I felt it most sharply during the two years my dad was hospitalized. Suddenly, the reins of my father’s life weren’t in my grip — they were in the hands of doctors and fate. Every beeping machine, every delayed report, every late-night call felt like a reminder that I had no say in what would happen next. That helplessness was fear in its purest form.
I felt it again during the late evenings when most of my friends were getting married. I feared loneliness — not because I didn’t want marriage, but because it was not in my control. No matter how much I tried, the timelines didn’t align with my wishes. The steering wheel of my life seemed hijacked by something larger.
Legal battles brought their own flavor of fear. I might have been the one fighting, but the reality was — attorneys, judges, and systems controlled the pace and outcome. I was just a passenger waiting at every bend.

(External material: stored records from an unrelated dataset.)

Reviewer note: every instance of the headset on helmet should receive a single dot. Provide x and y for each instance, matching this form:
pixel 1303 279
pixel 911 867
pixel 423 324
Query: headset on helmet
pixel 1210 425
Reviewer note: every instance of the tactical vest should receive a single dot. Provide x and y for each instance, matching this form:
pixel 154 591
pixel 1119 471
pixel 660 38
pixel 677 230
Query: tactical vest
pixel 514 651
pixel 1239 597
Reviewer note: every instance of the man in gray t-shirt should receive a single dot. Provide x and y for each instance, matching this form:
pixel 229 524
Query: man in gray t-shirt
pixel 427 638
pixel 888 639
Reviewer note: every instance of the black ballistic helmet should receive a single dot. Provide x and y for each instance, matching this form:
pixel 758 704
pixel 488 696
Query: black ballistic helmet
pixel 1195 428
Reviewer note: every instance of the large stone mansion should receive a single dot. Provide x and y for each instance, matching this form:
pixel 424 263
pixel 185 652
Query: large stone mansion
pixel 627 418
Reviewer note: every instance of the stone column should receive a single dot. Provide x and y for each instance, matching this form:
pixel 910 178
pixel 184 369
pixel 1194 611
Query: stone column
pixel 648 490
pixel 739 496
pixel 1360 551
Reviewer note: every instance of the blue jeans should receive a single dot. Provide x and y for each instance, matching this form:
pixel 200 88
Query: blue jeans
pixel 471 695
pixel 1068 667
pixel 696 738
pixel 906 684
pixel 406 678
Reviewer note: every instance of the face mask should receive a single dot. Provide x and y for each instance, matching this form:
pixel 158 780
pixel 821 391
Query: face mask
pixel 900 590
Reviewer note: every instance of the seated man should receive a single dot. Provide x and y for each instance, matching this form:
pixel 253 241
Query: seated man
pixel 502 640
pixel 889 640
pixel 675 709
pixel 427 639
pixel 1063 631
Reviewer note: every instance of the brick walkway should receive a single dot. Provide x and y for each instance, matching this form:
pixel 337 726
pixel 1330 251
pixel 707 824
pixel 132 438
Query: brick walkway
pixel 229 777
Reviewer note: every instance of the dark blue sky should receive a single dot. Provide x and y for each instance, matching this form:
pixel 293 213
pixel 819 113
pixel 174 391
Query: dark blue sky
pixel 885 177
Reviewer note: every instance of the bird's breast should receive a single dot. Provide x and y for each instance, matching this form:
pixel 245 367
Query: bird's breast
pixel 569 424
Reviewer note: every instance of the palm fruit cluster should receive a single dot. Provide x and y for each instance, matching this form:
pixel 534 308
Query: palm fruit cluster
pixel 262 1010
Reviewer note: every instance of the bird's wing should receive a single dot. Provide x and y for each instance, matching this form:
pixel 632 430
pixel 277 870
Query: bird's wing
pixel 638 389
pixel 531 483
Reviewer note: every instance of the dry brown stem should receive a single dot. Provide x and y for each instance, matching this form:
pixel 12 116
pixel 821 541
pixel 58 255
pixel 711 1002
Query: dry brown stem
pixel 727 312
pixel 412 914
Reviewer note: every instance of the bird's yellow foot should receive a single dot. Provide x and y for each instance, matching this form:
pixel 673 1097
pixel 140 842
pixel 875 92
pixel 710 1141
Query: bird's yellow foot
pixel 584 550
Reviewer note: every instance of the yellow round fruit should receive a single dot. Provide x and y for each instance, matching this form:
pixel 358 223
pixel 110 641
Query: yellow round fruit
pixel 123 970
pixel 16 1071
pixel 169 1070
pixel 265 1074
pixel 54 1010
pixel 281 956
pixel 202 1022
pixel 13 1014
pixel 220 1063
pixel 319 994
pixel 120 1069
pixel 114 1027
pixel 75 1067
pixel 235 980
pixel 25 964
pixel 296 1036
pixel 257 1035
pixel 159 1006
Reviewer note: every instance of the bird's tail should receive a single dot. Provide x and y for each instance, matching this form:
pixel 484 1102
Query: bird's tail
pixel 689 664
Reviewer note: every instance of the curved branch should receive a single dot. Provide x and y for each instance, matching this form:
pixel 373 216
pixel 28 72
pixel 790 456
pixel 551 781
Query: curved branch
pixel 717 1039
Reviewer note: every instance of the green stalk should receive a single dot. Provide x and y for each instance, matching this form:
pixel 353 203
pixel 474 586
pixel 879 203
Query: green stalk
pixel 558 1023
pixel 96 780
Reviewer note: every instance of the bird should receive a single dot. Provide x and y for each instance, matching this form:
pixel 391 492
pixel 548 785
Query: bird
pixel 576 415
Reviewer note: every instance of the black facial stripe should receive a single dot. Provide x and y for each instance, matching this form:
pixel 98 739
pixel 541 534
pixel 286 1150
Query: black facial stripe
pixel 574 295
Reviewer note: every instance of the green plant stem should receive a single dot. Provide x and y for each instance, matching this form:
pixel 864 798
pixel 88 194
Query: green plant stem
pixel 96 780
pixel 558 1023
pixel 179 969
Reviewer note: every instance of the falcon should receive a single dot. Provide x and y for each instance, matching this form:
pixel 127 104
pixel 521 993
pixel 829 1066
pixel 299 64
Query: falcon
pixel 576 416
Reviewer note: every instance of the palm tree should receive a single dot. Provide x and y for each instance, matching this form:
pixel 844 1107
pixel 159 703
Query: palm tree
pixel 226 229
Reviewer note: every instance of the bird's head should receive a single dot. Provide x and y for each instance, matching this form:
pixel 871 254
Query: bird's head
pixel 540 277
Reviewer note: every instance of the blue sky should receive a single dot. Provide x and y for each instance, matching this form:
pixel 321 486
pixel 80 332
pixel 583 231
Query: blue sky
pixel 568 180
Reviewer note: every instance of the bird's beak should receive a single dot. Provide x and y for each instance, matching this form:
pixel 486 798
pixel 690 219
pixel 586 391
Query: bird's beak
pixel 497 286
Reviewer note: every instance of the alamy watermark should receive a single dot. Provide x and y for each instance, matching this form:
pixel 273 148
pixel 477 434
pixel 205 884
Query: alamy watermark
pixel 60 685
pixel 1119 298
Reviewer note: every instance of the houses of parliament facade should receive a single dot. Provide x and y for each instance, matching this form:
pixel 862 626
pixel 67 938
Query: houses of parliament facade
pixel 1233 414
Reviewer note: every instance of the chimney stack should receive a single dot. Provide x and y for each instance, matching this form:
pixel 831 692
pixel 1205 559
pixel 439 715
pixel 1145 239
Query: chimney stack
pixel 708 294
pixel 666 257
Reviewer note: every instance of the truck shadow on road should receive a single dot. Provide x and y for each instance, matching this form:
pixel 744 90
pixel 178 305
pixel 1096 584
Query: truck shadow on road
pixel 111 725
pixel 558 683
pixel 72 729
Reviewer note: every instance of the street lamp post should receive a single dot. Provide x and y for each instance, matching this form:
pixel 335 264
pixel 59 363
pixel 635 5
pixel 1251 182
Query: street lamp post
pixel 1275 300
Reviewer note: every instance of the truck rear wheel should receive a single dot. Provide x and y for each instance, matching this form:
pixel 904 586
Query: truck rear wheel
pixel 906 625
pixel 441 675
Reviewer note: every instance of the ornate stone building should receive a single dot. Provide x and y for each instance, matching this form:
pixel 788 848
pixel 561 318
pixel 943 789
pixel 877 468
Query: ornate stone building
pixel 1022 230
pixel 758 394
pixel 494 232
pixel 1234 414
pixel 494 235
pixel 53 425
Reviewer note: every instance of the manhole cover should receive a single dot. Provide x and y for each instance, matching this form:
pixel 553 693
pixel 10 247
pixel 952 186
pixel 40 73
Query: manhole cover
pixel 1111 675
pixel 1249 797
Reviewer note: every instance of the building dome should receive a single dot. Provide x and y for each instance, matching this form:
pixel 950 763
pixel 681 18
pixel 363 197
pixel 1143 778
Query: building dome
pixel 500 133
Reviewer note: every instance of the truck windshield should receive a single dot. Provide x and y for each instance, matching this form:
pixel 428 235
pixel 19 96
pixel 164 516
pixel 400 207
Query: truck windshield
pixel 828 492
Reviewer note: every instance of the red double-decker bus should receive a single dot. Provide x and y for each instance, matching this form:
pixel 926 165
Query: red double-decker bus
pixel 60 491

And that’s the cruel trick of fear — it feeds on our urge to control. The more we cling to it, the tighter fear grips us.
What I’ve Learned
You can’t control everything. What you can do is:
- Prepare yourself mentally to accept uncertainty instead of resisting it.
- Focus on your response, not the situation — resilience is the only lever you always own.
Because at the end of the day, fortune favours the bold.